Some recent guilty or no-contest pleas involving larger sums resulted in state prison time.

Last October, former payroll clerk Beverly Roan got a seven-year sentence for embezzling more than $1 million from Le Grand-based J. Marchini Farms, which grows radicchio and other crops.

Roan’s sentence equaled that of Kimberly Sziraki, who in 2010 got seven years for embezzling more than $1.4 million from Merced-based nut processor Central Valley Processing Acquisition Corp.

Restitution was also ordered in all cases.

In July, Debra Tanachion, former bookkeeper at Atwater-based Weimer Farms, was charged by the Merced County Sheriff’s Department with embezzling more than $300,000. That case is still active.

Signs of trouble

Morales worked for Consolidated Farms and Quail H Farms — as the company was renamed in 2005 — for about 20 years and through ownership changes, according to Jack Smith, partner and chief executive officer.

Her employment there ended in February 2011.

Smith, who’s also a certified public accountant, agreed with Serratto that agriculture in the county has proven especially vulnerable to embezzlement.

“In an ideal control environment, people would never be able to have access to both accounts receivable and cash,” he said. “That’s just an accident waiting to happen.
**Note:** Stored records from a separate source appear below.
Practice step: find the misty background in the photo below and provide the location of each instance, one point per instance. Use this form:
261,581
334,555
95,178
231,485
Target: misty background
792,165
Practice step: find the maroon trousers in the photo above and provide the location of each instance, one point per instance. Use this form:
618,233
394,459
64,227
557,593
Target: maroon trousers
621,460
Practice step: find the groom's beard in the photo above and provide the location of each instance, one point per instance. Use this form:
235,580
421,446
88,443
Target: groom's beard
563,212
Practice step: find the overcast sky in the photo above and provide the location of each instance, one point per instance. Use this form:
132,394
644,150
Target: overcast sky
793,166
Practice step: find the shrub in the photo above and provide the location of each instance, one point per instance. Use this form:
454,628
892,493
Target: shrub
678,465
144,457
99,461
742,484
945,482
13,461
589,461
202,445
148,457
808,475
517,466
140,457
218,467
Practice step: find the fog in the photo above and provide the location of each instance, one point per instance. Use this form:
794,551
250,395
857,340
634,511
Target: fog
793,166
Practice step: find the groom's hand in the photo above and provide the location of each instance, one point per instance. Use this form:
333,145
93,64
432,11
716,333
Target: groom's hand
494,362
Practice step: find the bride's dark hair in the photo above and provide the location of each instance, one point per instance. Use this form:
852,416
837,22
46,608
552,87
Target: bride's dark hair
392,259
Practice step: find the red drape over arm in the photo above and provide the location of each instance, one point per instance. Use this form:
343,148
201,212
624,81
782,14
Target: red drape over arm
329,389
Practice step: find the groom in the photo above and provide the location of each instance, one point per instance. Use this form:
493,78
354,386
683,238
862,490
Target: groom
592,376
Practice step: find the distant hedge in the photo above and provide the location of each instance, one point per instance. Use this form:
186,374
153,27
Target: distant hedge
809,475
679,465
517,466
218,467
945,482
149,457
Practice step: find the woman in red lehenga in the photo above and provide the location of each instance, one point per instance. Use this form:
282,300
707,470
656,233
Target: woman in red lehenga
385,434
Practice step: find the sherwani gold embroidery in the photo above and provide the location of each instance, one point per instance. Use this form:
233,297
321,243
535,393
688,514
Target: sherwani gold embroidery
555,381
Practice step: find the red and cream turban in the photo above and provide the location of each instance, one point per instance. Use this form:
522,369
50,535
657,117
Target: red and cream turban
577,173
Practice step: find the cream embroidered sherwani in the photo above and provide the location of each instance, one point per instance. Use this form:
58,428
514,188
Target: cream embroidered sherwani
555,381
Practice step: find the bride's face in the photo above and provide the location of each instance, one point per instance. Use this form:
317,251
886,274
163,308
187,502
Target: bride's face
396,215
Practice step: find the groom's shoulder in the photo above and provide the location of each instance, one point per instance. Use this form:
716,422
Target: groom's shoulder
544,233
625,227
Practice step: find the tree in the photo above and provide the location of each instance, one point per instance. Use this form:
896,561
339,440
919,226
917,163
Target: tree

It’s just human nature at some point to think that it’s not stealing, that they’re entitled.”

The problem is partly one of scale, he said.

“Companies that have larger margins and higher profitability have the people to man the control structures that allow you to segregate duties better,” Smith said. “But in the agricultural industry we can’t hire enough people to segregate duties sufficiently because we don’t have the margins.”

The Morales case was not the company’s first accounting headache. There were separate, earlier incidents suggesting Quail H Farms was leaking money, Smith said.

“In late 2009, I locked down on the cash sales side of our business and the accounting quickly went from $75,000 or $100,000 to about $250,000,” he said. Among other procedural changes, cash and paperwork began to accompany each other from start to finish.

If the difference was being skimmed, it’s unknown who the recipients were.

Civil suit filed

The case against Morales concerned sales made from October 2010 to January 2011. Quail H Farms went on to name her and El Cocho Produce among others as defendants in a civil suit filed Aug. 27 in state Superior Court in Los Angeles.

The suit alleges that starting in October 2010, El Cocho Produce buyer Hector Santos paid Morales for fresh produce in cash or checks payable to her, or deposited funds to her personal checking account. The sales were made without permission of Quail H Farms, according to court documents.

El Cocho Produce did not immediately answer phone calls seeking comment. Jeffrey Salberg, an attorney representing Quail H Farms, said in an e-mail that the Los Angeles company filed a general denial of claims. A written discovery process is next.

Morales sold and delivered more than $225,000 worth of products to Santos and to El Cocho Produce principal Alberto Arellano, the suit alleges, but Quail H Farms was paid only about $108,000. The company claims more than $29,000 was paid to Morales.

“Defendants knew ... that they would continue to receive substantial price concessions and credits if they continued to pay Morales directly for the produce,” the suit claims.